Yeah, he sure does. He puts them in. He works hard at it. He’s fun to be around. He’s a guy that really loves football. And I think you can tell by his attitude out there. I think that he’s been frustrated, he doesn’t feel like he’s been himself because he’s still thinking a lot about what he needs to do rather than react. And we all do that. We’re all doing that at this time of the year.

Coming off a long layoff from football, we’re all trying to probably overthink on ourselves a little bit instead of going out there and being instinctive and reacting. That’s one thing I’ve been thinking about a lot and I need to do a better job is just going out there and letting my instincts take over instead of sometimes you overthink things and then you play hesitant and that gets you into problems.

Not that this is something you have to worry about, but with cutdowns coming over the next week and a half of or so, does the tone and tenor of the locker room this time of year get a little more tense, a little more serious for guys that are on the bubble?

Well, it’s always like that. There’s cutdown days, but you can be released at any point. It doesn’t really necessarily lead to this day. It’s a tough time of the year for guys that you’ve played with. It’s tough on the coaches. At the same time, your building on the excitement toward the regular season. In one way it’s hard to see some guys going, and another way you’re getting excited that you’re going to be playing in a meaningful game in a couple of weeks.

I can’t imagine what it would have been like if Matt Light had gone elsewhere, if [Logan] Mankins had gone elsewhere. Right now, are you comfortable? Saturday night aside, do you feel like the offensive line is going to be OK when the real games start?

I have no question about that. Our offensive line, those guys, I’ve played behind those guys for a long time and nobody has more confidence in those guys than me. Matt Light, him being on my left side, Logan and Kope [Dan Koppen] and [Dan] Connolly and Sea Bass [Sebastian Vollmer], those guys have been great players for us. Standing back there in the pocket, holding the football, I have so much confidence in those guys and what they’re able to do, the way they work together, the way they communicate, their mental toughness. They’re a bunch of tough guys and they take a lot of pride in what they do. There’s nobody more confident than me in that group.

Based on the performance and the play on Saturday night, will we see a repeat of last year’s Game 3 to Game 4 where the starters will play a little bit more than maybe anybody thought in Game 4? Do you have any idea what’s going to happen with the Giants game?
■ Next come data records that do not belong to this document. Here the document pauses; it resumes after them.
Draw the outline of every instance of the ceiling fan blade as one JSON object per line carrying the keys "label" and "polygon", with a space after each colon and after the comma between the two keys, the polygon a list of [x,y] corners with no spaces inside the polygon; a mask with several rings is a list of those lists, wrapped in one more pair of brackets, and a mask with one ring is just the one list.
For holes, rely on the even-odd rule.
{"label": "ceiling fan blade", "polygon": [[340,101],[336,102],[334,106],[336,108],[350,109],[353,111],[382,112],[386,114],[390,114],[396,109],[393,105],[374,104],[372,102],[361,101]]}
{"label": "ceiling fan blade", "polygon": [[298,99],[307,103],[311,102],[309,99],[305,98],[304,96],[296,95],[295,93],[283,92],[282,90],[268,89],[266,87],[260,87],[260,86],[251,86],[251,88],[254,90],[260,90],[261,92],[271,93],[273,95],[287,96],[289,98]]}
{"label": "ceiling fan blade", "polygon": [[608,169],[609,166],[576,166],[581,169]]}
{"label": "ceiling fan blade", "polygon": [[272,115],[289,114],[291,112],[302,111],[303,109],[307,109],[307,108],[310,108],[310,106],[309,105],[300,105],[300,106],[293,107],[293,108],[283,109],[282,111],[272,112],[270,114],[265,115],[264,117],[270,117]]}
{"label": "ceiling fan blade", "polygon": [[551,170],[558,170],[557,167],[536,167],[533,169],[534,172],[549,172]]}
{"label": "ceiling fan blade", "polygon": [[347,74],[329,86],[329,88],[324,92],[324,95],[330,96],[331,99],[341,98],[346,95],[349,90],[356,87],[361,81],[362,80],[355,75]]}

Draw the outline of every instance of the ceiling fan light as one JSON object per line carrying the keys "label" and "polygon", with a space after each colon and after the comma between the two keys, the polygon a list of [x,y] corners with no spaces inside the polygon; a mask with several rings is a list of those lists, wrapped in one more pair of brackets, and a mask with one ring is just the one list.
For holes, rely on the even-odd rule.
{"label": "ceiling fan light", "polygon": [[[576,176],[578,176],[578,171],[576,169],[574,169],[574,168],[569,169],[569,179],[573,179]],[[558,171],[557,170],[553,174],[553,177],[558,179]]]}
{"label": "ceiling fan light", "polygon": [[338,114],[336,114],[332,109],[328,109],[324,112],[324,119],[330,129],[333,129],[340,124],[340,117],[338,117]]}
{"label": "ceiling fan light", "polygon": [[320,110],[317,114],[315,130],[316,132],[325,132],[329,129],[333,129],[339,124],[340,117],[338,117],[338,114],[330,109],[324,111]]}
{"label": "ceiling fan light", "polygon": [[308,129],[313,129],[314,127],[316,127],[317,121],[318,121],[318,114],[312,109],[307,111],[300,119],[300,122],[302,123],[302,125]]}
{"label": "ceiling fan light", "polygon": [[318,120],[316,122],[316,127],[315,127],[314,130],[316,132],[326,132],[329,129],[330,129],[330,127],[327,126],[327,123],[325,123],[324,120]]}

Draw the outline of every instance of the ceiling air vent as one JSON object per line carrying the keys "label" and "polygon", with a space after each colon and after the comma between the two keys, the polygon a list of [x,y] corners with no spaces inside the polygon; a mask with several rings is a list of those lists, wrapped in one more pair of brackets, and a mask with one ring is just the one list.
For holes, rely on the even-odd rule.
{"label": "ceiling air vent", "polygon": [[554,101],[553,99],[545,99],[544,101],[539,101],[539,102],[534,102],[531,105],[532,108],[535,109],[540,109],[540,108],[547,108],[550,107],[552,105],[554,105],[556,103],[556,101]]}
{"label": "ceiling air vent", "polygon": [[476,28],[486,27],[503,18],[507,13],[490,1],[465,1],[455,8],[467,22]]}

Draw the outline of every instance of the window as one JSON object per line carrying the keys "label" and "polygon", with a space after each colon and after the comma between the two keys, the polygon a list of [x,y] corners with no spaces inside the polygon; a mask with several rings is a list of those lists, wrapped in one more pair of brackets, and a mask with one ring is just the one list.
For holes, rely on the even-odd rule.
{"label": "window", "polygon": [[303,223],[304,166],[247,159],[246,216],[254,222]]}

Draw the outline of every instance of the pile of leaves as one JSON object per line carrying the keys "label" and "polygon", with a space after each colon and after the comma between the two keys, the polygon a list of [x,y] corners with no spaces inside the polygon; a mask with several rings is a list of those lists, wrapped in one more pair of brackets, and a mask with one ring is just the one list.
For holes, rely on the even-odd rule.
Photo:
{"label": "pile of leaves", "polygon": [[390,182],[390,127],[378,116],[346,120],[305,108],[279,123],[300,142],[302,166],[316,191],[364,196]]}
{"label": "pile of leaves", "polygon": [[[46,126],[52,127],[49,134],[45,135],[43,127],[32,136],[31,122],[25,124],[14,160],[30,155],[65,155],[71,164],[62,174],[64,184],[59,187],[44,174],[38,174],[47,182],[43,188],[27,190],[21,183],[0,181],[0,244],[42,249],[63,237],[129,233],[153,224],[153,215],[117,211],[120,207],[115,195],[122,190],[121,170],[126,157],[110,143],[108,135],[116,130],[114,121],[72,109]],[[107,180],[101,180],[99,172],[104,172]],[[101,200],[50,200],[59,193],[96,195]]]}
I’m not sure. I said after the game, I hope to go out there and play, and play as much as they’ll let me. I want to get through there and for us to really start stringing some good plays together, good drives together before the games do start counting. So, if it’s up to me, I’m playing a lot. It’s always up to coach Belichick, and no one really questions what he does because he’s been coaching for a long time. But I’m certainly going to put my two cents worth in.